Routes & visions
The idea underpinning this research project is that travellers' knowledge
of places and regions is constructed imaginatively as well as experientially.
Naturalists, for example, composed a vision of tropical nature in order
to make sense of the landscapes through which they travelled. Navigators,
too, relied on graphic images (in the form of coastal profiles and charts)
in order to familiarise themselves with distant coastlines.
This project focusses principally on maritime routes and ports of call
for British travellers in Latin America, India, Australia and the Far
East. Images of tropical landscapes, as much as exotic species or commodities,
circulated around the globe.
Tropical nature
One particular focus of the research is the understanding of tropical
nature developed by travelling naturalists, including Charles Darwin,
Maria Graham and William Burchell, all of whom travelled in Brazil. We
investigate the ways in which their representations of tropical nature
negotiated the gap between their preconceptions of the tropics and the
bodily experience of travel through the field.
New ways of knowing the tropics were forged in the process of engagement
and encounter with tropical landscapes.
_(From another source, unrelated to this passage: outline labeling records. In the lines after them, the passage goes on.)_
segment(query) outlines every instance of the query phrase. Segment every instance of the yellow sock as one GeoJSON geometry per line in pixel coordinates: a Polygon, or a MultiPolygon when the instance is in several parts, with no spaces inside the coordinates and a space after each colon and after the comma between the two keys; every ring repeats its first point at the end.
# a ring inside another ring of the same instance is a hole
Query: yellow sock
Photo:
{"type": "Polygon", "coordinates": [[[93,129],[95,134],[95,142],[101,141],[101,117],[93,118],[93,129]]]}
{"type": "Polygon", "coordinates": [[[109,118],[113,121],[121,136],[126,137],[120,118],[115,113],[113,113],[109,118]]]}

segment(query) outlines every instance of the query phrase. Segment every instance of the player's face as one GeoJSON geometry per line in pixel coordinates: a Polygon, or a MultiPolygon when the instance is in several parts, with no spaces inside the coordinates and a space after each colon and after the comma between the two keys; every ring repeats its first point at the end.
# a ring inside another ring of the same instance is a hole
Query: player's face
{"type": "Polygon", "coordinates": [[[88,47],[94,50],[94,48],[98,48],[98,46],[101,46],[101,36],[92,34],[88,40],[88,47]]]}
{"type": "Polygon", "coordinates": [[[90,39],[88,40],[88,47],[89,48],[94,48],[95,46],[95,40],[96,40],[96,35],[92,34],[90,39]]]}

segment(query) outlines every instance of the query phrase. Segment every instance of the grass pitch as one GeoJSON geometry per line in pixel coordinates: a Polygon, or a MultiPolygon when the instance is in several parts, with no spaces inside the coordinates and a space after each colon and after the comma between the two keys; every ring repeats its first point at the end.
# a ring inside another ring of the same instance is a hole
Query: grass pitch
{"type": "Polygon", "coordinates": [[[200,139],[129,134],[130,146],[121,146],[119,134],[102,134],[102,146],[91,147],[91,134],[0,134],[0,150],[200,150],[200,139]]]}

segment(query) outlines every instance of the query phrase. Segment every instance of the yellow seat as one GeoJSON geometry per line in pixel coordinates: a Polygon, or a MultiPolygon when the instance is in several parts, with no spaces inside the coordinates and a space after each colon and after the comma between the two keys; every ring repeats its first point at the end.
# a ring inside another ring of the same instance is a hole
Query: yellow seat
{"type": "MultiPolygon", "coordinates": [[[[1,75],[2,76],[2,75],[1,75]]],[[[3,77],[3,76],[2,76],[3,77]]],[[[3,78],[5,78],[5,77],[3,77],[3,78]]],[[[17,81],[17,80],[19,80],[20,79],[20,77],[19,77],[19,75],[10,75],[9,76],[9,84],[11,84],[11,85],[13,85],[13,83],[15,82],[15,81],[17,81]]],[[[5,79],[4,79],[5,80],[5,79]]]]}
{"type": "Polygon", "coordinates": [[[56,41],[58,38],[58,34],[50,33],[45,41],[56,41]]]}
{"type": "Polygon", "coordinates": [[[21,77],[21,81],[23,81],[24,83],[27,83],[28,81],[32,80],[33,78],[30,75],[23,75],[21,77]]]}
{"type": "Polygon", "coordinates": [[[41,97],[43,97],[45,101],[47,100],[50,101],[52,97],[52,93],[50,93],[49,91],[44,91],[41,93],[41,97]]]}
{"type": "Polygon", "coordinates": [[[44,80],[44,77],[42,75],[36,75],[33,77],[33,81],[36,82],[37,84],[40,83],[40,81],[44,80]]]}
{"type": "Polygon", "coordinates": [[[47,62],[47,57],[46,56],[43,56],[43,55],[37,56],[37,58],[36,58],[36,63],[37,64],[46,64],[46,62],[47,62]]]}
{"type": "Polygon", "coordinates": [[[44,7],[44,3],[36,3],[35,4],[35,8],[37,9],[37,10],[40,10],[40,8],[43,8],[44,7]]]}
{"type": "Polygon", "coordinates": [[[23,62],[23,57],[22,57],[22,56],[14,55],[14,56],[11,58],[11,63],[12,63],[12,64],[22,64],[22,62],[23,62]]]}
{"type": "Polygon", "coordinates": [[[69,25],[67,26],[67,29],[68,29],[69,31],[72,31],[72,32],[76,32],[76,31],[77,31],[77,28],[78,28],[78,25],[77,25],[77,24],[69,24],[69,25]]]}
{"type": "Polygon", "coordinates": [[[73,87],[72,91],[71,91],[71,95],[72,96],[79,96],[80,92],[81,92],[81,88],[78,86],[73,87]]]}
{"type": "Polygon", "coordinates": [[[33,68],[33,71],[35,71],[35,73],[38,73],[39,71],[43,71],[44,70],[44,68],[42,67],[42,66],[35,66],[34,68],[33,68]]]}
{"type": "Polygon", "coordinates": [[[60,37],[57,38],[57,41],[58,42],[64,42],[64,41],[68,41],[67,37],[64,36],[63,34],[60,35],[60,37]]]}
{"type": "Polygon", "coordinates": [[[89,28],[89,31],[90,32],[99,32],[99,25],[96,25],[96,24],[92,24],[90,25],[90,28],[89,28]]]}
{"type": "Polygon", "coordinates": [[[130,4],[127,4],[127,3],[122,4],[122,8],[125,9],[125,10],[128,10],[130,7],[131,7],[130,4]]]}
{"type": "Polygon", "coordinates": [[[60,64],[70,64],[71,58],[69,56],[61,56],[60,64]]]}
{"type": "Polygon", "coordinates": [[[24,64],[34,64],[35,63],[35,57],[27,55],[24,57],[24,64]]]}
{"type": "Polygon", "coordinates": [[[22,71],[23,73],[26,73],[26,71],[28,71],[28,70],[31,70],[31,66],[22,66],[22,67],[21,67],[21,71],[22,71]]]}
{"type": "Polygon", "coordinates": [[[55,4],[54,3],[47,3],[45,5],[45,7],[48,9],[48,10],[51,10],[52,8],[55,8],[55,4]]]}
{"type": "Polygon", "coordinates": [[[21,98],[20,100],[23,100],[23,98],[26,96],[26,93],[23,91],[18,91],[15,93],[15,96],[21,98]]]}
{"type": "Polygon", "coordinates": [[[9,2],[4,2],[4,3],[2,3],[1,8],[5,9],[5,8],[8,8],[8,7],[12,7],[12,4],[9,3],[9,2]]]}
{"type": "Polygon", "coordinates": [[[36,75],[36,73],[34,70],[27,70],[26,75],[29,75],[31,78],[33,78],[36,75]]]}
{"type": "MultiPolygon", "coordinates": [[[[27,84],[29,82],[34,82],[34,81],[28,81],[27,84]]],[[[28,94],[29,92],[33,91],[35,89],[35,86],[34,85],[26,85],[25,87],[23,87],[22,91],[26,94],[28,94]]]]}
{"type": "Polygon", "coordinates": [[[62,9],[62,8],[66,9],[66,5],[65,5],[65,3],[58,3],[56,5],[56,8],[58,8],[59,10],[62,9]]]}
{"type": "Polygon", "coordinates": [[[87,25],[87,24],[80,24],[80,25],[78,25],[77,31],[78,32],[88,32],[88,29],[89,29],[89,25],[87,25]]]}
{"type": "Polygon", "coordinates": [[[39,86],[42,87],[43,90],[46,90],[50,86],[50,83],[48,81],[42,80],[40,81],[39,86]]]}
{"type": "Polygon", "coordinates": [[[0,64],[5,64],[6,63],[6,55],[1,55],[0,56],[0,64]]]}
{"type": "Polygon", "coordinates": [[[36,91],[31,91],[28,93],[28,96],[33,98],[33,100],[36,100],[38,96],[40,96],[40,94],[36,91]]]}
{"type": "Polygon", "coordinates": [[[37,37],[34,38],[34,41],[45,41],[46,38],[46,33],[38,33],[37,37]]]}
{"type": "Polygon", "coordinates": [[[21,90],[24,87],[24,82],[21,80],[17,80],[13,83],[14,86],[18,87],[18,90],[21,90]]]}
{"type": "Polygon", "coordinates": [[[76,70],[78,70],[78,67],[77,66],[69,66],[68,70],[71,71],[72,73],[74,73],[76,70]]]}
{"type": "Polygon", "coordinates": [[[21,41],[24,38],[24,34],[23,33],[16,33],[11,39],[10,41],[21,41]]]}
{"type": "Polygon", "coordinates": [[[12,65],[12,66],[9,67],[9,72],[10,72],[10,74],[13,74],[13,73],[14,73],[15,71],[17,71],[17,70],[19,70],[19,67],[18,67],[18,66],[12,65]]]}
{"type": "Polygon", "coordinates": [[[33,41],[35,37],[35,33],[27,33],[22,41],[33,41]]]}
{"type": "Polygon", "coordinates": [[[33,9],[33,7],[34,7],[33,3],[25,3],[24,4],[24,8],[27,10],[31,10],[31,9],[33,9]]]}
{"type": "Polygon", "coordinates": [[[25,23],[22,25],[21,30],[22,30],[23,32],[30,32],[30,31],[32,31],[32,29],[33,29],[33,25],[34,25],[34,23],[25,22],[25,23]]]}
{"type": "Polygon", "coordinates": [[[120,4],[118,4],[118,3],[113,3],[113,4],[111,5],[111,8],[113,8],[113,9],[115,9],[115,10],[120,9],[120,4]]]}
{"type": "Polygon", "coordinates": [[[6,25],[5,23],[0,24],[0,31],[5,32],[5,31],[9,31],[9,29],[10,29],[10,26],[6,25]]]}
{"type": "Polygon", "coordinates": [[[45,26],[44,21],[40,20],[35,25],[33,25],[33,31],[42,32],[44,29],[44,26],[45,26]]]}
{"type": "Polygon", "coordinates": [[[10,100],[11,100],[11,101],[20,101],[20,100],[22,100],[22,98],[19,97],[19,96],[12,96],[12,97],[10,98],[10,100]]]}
The emerging vision of tropical
nature was a hybrid construction, composed from a variety of sites, settings,
memories and performances.
The visual archive
The imaginative response to the idea of the tropics took a variety of
forms, as is clear from the extensive visual archive of travel which survives.
The log-books, charts, views and sketches of maritime surveyors and ordinary
sailors provide key resources for this project. Such images may be interpreted
not simply as representations, but as material artefacts within the process
of producing knowledge about the tropics.
The research considers a range of such visual material, now scattered
in a variety of locations, including not only the National Maritime Museum
and the British Library in London, but also other archives around the
world, including Australia and Brazil.
Research agenda
The project has a number of objectives:
To identify and compare the ways in which images of a variety of tropical places were composed and interpreted.
To consider the relationships between the imagining of the tropics and the geography of maritime travel.
To examine the extent to which local cultural encounters shaped different visions of the tropical world.
To explore the role of visual imagery in the practice of geographical knowledge, both in the field and in the study.